During a ‘Public Preview’ phase like this, the focus is twofold: model accuracy and user engagement. We are closely monitoring the relevance and safety of the Gemini model’s recommendations to ensure it’s providing genuinely helpful and appropriate advice. At the same time, we’re tracking engagement metrics around the ‘Ask Coach’ feature—what kinds of questions are being asked, how often users interact with it, and whether they act on the suggestions provided. The key milestone for a full launch isn’t just about technical stability; it’s about reaching a point where we are confident the AI consistently delivers accurate, personalized, and engaging health advice that users find indispensable to their daily routines. The global expansion suggests that confidence is already quite high.
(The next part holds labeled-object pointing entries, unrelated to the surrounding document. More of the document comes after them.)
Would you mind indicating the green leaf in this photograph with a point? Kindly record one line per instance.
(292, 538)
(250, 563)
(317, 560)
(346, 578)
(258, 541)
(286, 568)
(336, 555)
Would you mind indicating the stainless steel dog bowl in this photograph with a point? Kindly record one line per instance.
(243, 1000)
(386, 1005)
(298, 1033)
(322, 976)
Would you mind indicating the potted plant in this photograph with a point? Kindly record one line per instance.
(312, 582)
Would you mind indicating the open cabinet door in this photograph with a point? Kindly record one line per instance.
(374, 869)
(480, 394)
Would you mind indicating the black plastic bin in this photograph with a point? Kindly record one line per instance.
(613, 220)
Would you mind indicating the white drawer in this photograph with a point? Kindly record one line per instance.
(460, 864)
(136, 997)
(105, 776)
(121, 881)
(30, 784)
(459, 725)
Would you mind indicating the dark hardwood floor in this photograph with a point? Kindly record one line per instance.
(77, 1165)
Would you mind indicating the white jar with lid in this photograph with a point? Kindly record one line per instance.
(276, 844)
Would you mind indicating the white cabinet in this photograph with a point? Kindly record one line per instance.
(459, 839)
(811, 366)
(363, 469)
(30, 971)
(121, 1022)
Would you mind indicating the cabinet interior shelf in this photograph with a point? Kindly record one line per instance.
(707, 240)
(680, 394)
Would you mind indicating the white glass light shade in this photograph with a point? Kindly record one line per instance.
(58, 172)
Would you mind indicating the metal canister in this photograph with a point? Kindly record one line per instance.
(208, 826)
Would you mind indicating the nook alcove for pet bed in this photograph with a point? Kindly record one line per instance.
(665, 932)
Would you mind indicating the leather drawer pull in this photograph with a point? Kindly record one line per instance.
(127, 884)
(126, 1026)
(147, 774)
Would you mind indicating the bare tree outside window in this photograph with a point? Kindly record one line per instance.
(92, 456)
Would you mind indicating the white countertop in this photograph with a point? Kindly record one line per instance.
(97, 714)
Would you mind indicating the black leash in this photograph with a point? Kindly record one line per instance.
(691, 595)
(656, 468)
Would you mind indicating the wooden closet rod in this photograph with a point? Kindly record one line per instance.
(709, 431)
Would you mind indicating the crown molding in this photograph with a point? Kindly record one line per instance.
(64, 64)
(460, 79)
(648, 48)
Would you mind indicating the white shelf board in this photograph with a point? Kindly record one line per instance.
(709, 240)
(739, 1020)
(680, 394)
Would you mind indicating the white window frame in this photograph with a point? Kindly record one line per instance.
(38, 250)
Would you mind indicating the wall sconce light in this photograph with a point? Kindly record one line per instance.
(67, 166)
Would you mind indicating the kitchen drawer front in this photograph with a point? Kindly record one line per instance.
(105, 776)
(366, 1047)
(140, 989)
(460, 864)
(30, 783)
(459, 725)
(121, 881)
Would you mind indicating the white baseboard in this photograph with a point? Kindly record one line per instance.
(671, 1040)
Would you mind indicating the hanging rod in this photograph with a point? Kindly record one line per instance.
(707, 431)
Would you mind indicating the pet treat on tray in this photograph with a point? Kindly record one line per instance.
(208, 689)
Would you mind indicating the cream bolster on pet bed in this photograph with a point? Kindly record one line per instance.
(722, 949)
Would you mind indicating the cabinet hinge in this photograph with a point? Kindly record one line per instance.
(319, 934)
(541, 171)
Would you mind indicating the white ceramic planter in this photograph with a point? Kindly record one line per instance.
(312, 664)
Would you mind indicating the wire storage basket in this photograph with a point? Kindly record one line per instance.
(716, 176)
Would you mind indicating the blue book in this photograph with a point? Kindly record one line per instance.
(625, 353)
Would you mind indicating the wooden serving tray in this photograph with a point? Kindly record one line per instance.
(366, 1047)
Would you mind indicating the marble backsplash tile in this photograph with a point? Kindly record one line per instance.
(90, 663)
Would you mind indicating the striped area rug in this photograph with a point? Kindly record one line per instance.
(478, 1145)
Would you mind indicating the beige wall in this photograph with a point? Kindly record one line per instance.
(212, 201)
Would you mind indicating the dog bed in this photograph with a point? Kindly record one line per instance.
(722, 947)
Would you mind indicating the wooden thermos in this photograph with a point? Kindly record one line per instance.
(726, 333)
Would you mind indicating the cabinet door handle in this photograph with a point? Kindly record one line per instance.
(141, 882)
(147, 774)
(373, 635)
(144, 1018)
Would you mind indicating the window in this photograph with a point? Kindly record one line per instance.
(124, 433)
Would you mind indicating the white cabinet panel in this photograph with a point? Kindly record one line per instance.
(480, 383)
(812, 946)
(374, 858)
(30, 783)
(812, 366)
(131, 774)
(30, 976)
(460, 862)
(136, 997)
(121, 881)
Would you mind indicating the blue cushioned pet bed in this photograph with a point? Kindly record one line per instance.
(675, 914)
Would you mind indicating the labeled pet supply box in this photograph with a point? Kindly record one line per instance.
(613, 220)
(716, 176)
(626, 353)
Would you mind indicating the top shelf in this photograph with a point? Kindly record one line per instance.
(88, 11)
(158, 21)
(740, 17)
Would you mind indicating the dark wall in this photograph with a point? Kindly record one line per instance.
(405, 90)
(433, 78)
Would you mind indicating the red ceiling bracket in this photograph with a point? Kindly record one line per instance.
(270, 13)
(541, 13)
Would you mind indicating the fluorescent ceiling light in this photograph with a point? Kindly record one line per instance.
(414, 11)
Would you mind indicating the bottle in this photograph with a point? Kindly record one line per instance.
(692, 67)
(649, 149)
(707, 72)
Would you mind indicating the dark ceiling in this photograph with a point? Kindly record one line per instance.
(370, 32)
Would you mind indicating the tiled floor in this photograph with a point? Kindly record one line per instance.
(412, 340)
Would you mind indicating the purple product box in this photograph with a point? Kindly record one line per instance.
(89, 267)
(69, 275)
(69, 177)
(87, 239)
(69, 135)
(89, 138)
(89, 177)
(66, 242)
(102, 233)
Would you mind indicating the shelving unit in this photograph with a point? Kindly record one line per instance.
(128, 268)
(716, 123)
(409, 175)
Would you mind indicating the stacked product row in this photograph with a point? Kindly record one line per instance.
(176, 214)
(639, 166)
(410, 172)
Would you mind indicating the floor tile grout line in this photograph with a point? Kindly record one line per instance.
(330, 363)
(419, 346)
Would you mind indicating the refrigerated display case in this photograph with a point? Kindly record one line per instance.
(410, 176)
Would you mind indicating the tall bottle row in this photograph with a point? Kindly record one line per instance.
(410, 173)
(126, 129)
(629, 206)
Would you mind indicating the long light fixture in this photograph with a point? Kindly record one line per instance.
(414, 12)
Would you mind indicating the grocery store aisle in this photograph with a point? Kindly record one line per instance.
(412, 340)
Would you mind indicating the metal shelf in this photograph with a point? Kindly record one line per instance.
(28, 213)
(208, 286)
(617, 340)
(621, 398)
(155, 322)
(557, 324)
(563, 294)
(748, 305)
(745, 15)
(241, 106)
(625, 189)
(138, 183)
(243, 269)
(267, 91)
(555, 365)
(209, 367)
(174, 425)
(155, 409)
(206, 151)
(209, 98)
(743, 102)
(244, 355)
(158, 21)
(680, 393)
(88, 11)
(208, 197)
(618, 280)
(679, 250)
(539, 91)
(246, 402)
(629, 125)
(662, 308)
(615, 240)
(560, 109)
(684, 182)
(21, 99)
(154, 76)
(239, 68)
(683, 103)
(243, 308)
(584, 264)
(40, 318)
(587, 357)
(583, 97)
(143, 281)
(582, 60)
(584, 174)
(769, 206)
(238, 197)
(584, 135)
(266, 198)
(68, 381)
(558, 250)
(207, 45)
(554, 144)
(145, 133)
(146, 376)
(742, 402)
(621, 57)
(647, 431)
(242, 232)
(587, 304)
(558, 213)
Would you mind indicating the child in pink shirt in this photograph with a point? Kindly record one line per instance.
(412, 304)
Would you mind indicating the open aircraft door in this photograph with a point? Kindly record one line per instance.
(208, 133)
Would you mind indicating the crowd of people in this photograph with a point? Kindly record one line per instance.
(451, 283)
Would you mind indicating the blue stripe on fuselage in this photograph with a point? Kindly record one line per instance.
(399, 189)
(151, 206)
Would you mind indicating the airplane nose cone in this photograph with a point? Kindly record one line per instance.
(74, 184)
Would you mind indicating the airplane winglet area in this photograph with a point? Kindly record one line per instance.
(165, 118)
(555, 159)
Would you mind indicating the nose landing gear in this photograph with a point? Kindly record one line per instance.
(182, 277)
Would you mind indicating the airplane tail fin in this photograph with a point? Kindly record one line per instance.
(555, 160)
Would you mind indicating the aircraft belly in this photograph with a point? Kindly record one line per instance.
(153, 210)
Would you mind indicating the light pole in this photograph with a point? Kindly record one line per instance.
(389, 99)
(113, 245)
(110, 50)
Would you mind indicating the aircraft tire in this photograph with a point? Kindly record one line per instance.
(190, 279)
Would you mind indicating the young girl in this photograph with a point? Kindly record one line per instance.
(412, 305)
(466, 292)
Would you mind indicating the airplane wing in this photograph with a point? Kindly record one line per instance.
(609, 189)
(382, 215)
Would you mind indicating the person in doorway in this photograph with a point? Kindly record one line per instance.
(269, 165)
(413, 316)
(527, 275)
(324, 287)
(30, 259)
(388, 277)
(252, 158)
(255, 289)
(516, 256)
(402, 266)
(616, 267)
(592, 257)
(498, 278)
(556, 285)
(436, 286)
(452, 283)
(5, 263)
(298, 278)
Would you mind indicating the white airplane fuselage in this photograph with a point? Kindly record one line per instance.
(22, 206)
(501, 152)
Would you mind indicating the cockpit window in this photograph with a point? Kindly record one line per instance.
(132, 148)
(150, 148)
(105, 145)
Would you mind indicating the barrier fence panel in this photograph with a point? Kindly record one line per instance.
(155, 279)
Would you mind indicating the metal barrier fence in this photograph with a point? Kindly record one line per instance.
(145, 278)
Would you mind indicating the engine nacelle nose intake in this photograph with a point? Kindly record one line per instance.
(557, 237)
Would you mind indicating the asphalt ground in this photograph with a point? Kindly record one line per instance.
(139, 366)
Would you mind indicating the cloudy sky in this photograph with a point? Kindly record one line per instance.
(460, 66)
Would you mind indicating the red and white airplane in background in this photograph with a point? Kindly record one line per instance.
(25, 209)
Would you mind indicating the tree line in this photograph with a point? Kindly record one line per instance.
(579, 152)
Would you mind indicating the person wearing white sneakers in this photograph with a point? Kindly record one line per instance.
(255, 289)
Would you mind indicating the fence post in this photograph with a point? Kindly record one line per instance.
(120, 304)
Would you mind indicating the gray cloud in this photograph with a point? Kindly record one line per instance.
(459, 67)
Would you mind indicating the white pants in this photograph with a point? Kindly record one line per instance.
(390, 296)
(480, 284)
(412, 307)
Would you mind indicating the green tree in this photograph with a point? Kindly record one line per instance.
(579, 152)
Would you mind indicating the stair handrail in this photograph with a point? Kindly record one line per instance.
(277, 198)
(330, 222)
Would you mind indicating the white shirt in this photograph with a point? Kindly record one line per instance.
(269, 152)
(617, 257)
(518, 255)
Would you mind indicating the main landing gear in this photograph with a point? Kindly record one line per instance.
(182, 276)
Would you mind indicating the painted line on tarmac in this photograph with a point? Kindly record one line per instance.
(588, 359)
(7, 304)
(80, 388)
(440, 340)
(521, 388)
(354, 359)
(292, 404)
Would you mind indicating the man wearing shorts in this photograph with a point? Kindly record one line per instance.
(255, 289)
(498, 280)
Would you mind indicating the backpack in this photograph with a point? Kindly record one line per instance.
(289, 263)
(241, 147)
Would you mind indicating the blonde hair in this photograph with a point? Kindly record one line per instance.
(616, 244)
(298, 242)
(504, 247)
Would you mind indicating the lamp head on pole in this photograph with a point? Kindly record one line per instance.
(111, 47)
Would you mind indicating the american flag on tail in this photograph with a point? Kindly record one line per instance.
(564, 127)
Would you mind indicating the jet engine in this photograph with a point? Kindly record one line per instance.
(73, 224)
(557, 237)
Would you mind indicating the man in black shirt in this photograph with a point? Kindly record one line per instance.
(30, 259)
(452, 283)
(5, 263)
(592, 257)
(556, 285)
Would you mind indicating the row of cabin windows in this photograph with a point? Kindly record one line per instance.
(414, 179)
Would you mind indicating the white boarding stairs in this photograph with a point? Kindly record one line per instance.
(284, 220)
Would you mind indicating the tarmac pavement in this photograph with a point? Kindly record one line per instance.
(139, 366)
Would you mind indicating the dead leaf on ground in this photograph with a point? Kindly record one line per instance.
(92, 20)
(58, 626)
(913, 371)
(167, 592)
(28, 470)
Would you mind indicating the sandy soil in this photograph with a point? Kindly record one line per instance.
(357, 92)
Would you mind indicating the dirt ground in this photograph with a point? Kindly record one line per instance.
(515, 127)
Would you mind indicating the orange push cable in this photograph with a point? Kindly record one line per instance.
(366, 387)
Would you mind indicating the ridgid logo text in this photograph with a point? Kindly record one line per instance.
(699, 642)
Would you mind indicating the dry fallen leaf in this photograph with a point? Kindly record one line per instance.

What is your forecast for AI-powered personal health assistants?
My forecast is that these AI assistants will become the central nervous system of personal health management. We will move away from fragmented apps and data points toward a single, conversational interface that understands our complete health picture—from fitness and sleep to nutrition and mental well-being. These assistants will become proactive partners, not just flagging risks but offering preventative solutions, adjusting our daily plans in real-time, and providing motivation rooted in a deep understanding of our personal history and goals. The technology will become so seamlessly integrated and predictive that we’ll wonder how we ever managed our health without it.